Monday, October 26, 2009

PETER O'KENNEDY @ G126

Gah, two things i've been meaning to do for quite some time, the first one is update my blog, the second to write about G126 who are basically burning the torch for forward-looking and innovative exhibitions in Galway. Over the summer they opened a new premises in the city centre and quietly hosted a season of inventive and quirky shows by international artists. Still, this is a good month in which to comment their good work because current exhibition by Irish born artist Peter O'Kennedy showcases the venue's commitment to ambitious exhibitions by emerging artists.

The exhibition entitled Skip Roll Bump scratch is dominated by two large sculptures assembled from piping, and bits of machinery and the ambience of several sound pieces. One of those sound pieces, hissing radio transmissions, emerges from a large gramaphone speaker connected to a complicated web of piping, a stark black three dimensional drawing which dominates the centre of the small room. It feels imposing yet calmly self contained. The actual source of the sound itself is mysterious, as though the web of pipes were just a small piece of a vast constellation of interconnecting conduits.

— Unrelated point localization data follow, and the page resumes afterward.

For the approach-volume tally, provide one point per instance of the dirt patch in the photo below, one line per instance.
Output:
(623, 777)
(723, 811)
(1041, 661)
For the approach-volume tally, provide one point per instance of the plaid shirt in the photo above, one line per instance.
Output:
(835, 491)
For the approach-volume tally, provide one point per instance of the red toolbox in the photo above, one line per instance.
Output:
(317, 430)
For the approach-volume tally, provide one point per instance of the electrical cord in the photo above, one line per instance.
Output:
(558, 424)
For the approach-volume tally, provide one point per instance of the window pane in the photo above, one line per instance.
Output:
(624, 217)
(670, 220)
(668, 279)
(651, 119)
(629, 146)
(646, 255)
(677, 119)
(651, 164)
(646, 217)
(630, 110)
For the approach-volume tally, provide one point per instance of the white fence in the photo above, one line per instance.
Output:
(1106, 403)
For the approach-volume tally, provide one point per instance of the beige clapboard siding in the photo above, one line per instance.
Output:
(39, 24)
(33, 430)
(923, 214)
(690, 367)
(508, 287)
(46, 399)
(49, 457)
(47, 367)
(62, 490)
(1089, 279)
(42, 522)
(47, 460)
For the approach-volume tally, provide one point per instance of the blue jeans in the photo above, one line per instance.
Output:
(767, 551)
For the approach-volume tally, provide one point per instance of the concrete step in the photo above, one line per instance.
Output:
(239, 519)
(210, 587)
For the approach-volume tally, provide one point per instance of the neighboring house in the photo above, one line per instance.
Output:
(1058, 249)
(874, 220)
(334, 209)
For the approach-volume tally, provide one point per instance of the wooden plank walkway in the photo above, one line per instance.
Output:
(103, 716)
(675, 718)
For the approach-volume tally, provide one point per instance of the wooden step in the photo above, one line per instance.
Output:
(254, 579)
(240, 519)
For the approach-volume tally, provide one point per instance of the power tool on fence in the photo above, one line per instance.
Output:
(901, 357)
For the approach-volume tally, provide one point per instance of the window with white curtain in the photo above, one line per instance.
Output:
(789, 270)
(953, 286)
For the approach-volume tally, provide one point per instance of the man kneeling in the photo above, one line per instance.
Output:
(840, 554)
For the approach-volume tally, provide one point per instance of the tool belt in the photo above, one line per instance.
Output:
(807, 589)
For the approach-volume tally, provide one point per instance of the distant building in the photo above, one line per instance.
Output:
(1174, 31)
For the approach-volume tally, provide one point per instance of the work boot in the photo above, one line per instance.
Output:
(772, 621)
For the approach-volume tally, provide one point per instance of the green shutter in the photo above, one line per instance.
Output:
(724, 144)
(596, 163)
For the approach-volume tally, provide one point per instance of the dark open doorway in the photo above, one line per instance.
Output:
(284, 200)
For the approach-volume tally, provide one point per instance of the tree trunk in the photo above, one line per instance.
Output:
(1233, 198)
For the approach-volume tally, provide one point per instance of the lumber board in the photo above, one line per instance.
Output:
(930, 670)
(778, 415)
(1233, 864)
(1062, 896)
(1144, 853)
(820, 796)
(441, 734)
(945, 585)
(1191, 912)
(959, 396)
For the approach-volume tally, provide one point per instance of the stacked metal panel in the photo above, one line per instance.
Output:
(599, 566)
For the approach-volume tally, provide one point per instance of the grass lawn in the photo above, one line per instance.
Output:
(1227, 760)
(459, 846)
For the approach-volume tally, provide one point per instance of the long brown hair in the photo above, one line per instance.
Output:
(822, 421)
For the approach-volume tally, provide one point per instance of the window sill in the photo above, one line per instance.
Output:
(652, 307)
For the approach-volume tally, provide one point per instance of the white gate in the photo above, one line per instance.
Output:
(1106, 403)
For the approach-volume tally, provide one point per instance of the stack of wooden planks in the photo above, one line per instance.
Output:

The other piece which dominates the show, smothered by a large sheet of polythene is another large sculpture, this time seemingly assembled from parts of electronic machinery, and resembling the front of a lorry, albeit obscured by the aforementioned plastic. There is something anthropomorphically cruel about the cable ties that affix the plastic to the hulking structure which lends the room a troubling air of displaced menace.

The prints on the wall, largely photographic prints on aluminium, flesh out the artist's concerns, and kind of renegotiation of Futurism that takes on a dry immediacy as though washing off the romance of 70 or so odd years of supermensche boners and Throbbing Gristle post apocalyphta. The work seems almost fetishistically drawn to the boringness off the subject, casting aside all the sinister machinations of the glory of machinery and arriving at a language that is both immediate and casual. Pretty cool.

1 comment:

126 Gallery said...

The show you described is the Sarah Dunne exhibition titled 'form, reform, transform'.

Peter O'Kennedy showed the month before.